In a section on the need for research into how warming might change water availability and flooding, he crossed out a paragraph describing the projected reduction of mountain glaciers and snowpack. His note in the margins explained that this was "straying from research strategy into speculative findings/musings."
Other White House officials said the changes made by Mr. Cooney were part of the normal interagency review that takes place on all documents related to global environmental change. Robert Hopkins, a spokesman for the White House Office of Science and Technology Policy, noted that one of the reports Mr. Cooney worked on, the administration's 10-year plan for climate research, was endorsed by the National Academy of Sciences. And Myron Ebell, who has long campaigned against limits on greenhouse gases as director of climate policy at the Competitive Enterprise Institute, a libertarian group, said such editing was necessary for "consistency" in meshing programs with policy.
But critics said that while all administrations routinely vetted government reports, scientific content in such reports should be reviewed by scientists. Climate experts and representatives of environmental groups, when shown examples of the revisions, said they illustrated the significant if largely invisible influence of Mr. Cooney and other White House officials with ties to energy industries that have long fought greenhouse-gas restrictions.
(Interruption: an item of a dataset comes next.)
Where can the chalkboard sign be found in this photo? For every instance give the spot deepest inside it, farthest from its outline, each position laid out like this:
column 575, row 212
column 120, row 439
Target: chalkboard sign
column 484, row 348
In a memorandum sent last week to the top officials dealing with climate change at a dozen agencies, Mr. Piltz said the White House editing and other actions threatened to taint the government's $1.8 billion-a-year effort to clarify the causes and consequences of climate change.
"Each administration has a policy position on climate change," Mr. Piltz wrote. "But I have not seen a situation like the one that has developed under this administration during the past four years, in which politicization by the White House has fed back directly into the science program in such a way as to undermine the credibility and integrity of the program."
A senior Environmental Protection Agency scientist who works on climate questions said the White House environmental council, where Mr. Cooney works, had offered valuable suggestions on reports from time to time. But the scientist, who spoke on the condition of anonymity because all agency employees are forbidden to speak with reporters without clearance, said the kinds of changes made by Mr. Cooney had damaged morale. "I have colleagues in other agencies who express the same view, that it has somewhat of a chilling effect and has created a sense of frustration," he said.
Efforts by the Bush administration to highlight uncertainties in science pointing to human-caused warming have put the United States at odds with other nations and with scientific groups at home.
Prime Minister Tony Blair of Britain, who met with President Bush at the White House yesterday, has been trying to persuade him to intensify United States efforts to curb greenhouse gases. Mr. Bush has called only for voluntary measures to slow growth in emissions through 2012.
Yesterday, saying their goal was to influence that meeting, the scientific academies of 11 countries, including those of the United States and Britain, released a joint letter saying, "The scientific understanding of climate change is now sufficiently clear to justify nations taking prompt action.